001a01-L1>flash status
Flash image B currently booted
Image Status Revision Built
----- ------------- ---------- -----
A valid 1.28.3 03/20/2004 00:01:57
B default 1.28.3 03/20/2004 00:01:57
001a01-L1>
My Mainboard is: 030-1707-005 Rev. A
Fingers Crossed on my replacement V10 card!
(11-07-2021, 06:46 PM)Raion Wrote: A lot of this stuff is over my head here guys but my question is if there's a potential software cause to why this doesn't work because I had three fuels and mostly working condition over my time working with them and all of them failed spectacularly in different ways. So I had a lot of time to test with and without graphics. Never was I able to get a system to boot headless.
If the answer is no then I suspect that there might be another point of failure on the board that might be common and potentially caused by the defective power supplies.

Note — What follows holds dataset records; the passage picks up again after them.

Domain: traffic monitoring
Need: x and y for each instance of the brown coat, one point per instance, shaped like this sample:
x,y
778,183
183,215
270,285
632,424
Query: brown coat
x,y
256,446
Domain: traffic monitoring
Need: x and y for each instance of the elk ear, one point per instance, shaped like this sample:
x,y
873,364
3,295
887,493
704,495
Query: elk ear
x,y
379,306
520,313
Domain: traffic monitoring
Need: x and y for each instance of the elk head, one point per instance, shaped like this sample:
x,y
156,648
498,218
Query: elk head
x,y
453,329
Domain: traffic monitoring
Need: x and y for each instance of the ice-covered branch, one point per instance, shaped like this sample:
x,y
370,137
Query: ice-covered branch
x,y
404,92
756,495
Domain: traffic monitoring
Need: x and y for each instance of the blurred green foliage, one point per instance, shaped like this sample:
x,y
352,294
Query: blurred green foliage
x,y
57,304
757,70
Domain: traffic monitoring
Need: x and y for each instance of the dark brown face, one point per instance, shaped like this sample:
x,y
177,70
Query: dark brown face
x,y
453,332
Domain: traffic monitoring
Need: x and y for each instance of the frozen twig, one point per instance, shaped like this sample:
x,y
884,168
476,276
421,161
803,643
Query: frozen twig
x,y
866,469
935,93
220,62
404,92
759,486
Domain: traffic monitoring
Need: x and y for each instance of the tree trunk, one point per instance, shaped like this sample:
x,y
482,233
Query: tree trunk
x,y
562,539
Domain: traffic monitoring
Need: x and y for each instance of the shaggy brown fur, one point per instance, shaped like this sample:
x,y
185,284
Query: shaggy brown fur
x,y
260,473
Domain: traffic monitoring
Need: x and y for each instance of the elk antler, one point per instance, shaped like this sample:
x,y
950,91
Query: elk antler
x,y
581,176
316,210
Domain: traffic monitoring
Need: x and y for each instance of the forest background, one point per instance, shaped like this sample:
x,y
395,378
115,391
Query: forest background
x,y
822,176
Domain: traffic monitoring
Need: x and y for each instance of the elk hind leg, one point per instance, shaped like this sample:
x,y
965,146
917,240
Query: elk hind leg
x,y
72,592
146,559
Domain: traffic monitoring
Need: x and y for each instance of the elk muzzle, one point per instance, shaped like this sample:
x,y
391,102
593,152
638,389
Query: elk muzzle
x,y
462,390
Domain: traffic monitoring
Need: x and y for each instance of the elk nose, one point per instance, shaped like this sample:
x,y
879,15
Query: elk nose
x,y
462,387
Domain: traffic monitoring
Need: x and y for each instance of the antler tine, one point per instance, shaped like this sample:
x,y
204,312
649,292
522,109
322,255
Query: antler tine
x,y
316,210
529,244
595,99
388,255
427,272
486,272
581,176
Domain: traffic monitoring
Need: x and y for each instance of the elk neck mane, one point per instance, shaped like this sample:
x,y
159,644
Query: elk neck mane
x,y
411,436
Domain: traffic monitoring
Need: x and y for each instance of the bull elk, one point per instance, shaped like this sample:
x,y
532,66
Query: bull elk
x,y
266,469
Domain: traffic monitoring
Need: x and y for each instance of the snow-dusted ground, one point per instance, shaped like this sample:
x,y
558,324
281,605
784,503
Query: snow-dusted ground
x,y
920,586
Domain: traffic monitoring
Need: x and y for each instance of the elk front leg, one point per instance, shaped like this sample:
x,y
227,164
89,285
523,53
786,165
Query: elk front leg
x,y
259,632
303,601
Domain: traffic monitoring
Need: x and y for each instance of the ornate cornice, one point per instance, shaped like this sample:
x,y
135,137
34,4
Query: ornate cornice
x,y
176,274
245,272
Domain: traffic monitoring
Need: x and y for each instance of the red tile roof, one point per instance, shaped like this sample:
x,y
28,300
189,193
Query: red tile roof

Just a personal theory though?
There's a lot in this statement, but I've asserted (and still agree) for a while that bad power from PSUs caused many of these failures (not all of course, I do believe your heat argument). Since I found the DS1780 on my V10 is directly connected to the mainboard XIO 5V line...yeah that's pretty much the 5V AUX line...right into PSU. There is current limiting but not conditioning/regulation so it makes total sense that as the PSU turns (and for some reason they TURNED FAST compared to other SGIs) fragile low-voltage devices suffer.
I'm super interested to see inside my PSU (when I get there) to see if it blew something (like a protection diode that prevents versus voltage spikes or something) or if the caps are just WAY out of it.
Since ENV doesn't seem to produce a config error when missing the V10, I assume the later checks where put in place to prevent going forward (without reprogramming ENV) in later firmwares. I know they did things like close the "Carnage" keyword and change how "Security" works (once "ON", behavior to turn it off was changed, right?). So I know they made changes all the time, given customer scenarios.